Under the latest plan for bailing out the stressed power assets, the central government has proposed to forge a discom to buy power from such stations. The discom, which is still in its nascent stage of conception, is likely to have equity participation of central PSUs in the power sector. The planned utility will ink long-term power purchase agreements (PPAs) with the producers of the stranded assets to help revive their operations. The coal-based generating units have turned stranded due to the lack of PPAs or firm coal linkages or both.


What has disconcerted states such as Odisha is the plan to empower the central discom to supply power to airports, Railways and entities under the Ministry of Defence (MoD). Presently, state-based utilities are supplying power to them.

“If a central government-owned discom is allowed to supply power to Railways, airports and setups under MoD, it will rob states of a sizeable load. This will deteriorate the condition of some state discoms further as they are already crippled by weak finances and climbing debts. We don't agree with this idea and will shortly raise our reservations with the Ministry of Power," said an official source.

Odisha has a total power load of 24,632 million units (MU). Of this, the state's net consumption stands at 17,761 MU after deducting the aggregate technical & commercial (AT&C) losses. Railways consume 1085.85 MU of this net demand.


To tackle the problem of stressed power assets, a standing committee has been formed under the aegis of the Union power ministry. The committee had listed 34 coal-fired thermal power stations as stressed assets set up with an investment of Rs 2.26 trillion. The combined capacity of these assets stands at 40,130 Mw and they are saddled with ballooning debt of Rs 1.74 trillion. Total commissioned capacity is 24,405 Mw with the rest 15,725 Mw under construction. 

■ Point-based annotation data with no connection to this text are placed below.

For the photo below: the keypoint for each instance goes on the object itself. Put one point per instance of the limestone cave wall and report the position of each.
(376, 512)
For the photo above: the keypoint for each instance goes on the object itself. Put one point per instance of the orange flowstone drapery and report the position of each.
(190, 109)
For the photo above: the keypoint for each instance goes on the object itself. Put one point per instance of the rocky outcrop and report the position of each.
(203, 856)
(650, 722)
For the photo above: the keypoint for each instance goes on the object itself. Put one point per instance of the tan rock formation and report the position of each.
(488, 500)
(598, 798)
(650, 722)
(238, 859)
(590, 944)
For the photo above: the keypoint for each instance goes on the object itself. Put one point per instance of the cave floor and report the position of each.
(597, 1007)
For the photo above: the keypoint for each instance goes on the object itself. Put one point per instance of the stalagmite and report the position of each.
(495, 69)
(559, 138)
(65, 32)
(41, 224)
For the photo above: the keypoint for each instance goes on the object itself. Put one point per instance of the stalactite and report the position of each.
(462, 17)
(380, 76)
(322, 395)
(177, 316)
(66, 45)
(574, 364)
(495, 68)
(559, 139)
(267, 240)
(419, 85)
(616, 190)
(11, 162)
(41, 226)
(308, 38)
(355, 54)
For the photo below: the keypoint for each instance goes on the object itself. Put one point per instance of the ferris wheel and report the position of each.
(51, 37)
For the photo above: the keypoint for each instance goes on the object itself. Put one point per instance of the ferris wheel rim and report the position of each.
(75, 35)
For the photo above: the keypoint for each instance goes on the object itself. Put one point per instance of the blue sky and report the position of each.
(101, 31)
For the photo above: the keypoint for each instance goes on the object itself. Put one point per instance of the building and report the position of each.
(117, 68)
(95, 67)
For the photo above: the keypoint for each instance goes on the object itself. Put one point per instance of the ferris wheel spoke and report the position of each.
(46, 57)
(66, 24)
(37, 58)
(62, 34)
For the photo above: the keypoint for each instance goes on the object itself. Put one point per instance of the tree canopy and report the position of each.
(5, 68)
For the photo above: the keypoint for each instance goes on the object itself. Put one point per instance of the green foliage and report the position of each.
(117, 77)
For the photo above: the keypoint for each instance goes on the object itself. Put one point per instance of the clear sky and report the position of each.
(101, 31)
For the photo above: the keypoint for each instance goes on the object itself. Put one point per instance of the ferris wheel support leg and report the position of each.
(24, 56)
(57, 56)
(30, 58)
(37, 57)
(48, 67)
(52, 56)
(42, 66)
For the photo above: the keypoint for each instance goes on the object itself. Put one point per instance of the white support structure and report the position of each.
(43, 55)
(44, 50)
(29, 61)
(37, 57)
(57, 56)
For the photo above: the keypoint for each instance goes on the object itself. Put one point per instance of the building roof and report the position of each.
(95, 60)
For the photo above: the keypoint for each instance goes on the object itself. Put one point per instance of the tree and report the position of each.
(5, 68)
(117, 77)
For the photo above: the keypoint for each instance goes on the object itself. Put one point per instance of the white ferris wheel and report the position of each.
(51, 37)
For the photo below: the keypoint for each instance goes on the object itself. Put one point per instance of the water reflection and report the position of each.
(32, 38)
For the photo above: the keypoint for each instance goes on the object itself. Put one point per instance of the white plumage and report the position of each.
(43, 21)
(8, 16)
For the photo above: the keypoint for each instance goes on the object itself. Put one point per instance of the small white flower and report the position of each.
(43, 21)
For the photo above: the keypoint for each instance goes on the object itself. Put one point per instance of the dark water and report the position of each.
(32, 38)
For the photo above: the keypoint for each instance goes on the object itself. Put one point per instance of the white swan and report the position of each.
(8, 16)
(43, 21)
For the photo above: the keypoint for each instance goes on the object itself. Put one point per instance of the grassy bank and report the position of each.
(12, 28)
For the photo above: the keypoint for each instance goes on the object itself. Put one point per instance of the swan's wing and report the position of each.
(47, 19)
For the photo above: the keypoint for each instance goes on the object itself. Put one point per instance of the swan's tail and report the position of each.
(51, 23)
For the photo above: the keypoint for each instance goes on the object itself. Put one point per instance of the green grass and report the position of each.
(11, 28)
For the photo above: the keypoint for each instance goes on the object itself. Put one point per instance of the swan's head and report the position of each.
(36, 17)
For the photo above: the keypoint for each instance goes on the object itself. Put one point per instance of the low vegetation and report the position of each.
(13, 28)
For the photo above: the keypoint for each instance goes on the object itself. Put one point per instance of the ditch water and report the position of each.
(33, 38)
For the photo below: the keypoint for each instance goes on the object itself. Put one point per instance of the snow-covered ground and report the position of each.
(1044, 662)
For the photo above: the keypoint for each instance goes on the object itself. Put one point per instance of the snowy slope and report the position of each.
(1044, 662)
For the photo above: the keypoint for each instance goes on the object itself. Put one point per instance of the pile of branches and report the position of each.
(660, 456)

Of the 34 power projects, only 17 have been completed. The remaining are either partially complete or under execution. Ten of the stressed power assets are located in Chhattisgarh, followed by six in Odisha, five in Maharashtra and four in Madhya Pradesh. Uttar Pradesh and Andhra Pradesh have two such projects apiece whilst Bihar, Jharkhand, West Bengal, Tamil Nadu and West Bengal have one each.